Rektor IPB Angkat Bicara Soal Penyatuan Kemendikbud dan Kemenristek
BOGOR-KITA.com, DRAMAGA – Kemendikbud dan Kemenristek akan disatukan. Apa komentar Rektor IPB Prof Arif Satria?
“Kita menghormati keputusan yang sudah diambil. Namun demikian, soal struktur itu atau nomenklatur apapun yang diputuskan selalu memiliki positif dan negatif,” ujar Prof Arif Satria, yang juga Ketua Forum Rektor Indonesia 2020-2021 saat menjadi narasumber dialog tentang Masa Depan Pendidikan dan Ristek dalam Satu Kementerian di program PRIMETALK MetroTV, (15/4/2021).
Prof Arif mengatakan, menghormati keputusan akan adanya peleburan dua kementerian yakni Kementerian Pendidikan dan Kebudayaan (Kemendikbud) dengan Kementerian Riset dan Teknologi (Kemenristek).
Prof Arif mengatakan, bahwa Kemendikbudristek memiliki sisi positif dan kelemahan juga.
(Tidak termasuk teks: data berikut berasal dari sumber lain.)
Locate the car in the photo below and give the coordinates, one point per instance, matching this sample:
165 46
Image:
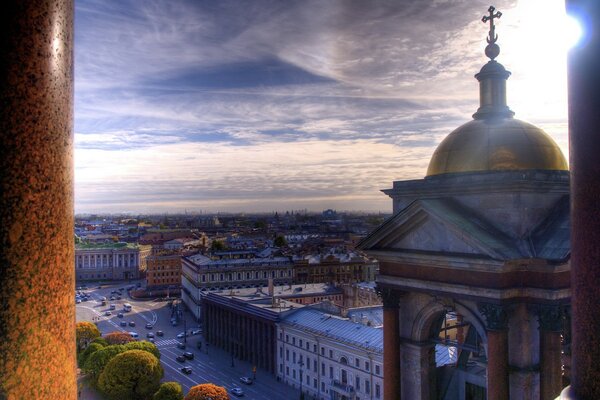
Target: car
246 380
186 370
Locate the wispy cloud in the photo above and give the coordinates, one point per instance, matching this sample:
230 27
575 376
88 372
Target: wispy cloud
272 105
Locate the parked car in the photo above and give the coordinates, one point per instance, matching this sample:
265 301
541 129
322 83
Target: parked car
186 370
246 380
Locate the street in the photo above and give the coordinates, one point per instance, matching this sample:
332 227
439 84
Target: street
210 365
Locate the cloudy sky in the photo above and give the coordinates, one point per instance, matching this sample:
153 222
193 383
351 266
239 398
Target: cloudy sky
279 105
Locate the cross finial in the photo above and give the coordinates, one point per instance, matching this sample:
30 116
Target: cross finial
492 49
492 35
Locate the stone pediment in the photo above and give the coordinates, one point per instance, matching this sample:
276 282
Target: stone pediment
441 226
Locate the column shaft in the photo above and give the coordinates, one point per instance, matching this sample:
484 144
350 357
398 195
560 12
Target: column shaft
497 369
37 279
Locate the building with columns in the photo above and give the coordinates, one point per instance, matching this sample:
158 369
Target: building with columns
484 237
110 261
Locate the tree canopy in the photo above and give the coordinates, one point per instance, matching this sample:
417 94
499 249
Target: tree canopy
134 374
169 391
118 337
207 391
85 332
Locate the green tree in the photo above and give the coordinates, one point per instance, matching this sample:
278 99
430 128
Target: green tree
280 241
144 345
207 391
169 391
85 354
118 337
85 332
134 374
96 362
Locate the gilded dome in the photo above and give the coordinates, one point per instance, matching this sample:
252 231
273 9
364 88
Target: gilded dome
495 144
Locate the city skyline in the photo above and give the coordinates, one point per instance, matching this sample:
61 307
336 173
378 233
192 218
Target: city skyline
269 107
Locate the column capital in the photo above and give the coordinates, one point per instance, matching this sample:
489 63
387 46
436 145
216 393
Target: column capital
551 317
496 316
389 296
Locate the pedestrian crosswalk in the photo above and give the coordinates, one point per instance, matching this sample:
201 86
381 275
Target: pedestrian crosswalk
166 342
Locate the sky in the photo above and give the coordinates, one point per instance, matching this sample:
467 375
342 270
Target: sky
260 106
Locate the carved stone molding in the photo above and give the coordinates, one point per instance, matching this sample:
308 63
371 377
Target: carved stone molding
551 317
389 297
496 316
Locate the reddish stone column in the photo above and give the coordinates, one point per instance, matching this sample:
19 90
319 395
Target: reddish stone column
37 274
497 351
584 145
550 320
391 344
Kemenristek yang lama juga ada kelebihan dan kekurangan, jadi kalau yang sekarang itu digabung, bagi Perguruan Tinggi (PT) tentu lebih mudah karena kita hanya mempunyai satu ‘bapak’.
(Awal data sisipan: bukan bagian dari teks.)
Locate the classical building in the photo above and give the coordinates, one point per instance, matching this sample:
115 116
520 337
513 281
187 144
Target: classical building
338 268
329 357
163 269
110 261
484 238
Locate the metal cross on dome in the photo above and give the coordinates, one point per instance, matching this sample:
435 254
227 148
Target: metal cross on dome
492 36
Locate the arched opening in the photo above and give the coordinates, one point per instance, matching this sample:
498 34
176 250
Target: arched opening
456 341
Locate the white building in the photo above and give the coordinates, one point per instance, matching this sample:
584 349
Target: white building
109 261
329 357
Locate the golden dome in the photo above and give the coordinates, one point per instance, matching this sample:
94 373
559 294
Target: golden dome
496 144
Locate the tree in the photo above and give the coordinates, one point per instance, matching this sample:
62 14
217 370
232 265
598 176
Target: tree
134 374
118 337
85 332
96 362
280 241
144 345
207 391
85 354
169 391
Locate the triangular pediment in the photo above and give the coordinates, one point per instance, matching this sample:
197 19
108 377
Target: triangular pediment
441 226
“Sehingga mudah untuk koordinasi dan juga bagi pemerintah mudah dalam menentukan indikator kinerja dan lain sebagainya. Namun kelemahan sekarang adalah penyatuan riset dengan lembaga-lembaga PT dan riset dengan non PT butuh effort (usaha) lebih,” ujarnya.
Prof Arif menyampaikan jika Kemenristek sebelumnya dalam berkoordinasi riset lebih mudah. Sementara kelemahan Kemenristek model lama adalah memiliki dua ‘bapak’ sehingga butuh effort lebih dalam mengkomunikasikan kebijakan dan lain sebagainya.
Menurutnya Indonesia saat ini berada di peringkat 85 dari 131 negara di dunia pada Indeks Inovasi Global atau terendah kedua jika dibandingkan negara ASEAN. Ia menuturkan bahwa riset sangat berperan dalam prestasi Indonesia.
“Kemajuan ekonomi negara sangat terkait dengan kemampuan inovasi dan kemampuan inovasi sangat terkait dengan riset. Sementara anggaran riset di Indonesia masih sangat terbatas jika dibandingkan dengan negara Asia lainnya seperti Malaysia, Korea Selatan dan Jepang.
Besar anggaran riset Indonesia yakni 0,2 persen dari Produk Domestik Bruto (PDB) sementara besar anggaran riset Malaysia sudah mencapai 1,3 persen dari PDB, Korea Selatan dan Jepang sebesar 4,3 persen dan 3,6 persen dari PDB,” jelasnya.
Prof Arif juga mengutarakan perlunya political action. Menurutnya, prioritas political action dalam hal ini akan tercermin dalam hal budget. Kemampuan mengalokasikan budget yang efektif bisa mendongkrak inovasi agar lebih unggul lagi.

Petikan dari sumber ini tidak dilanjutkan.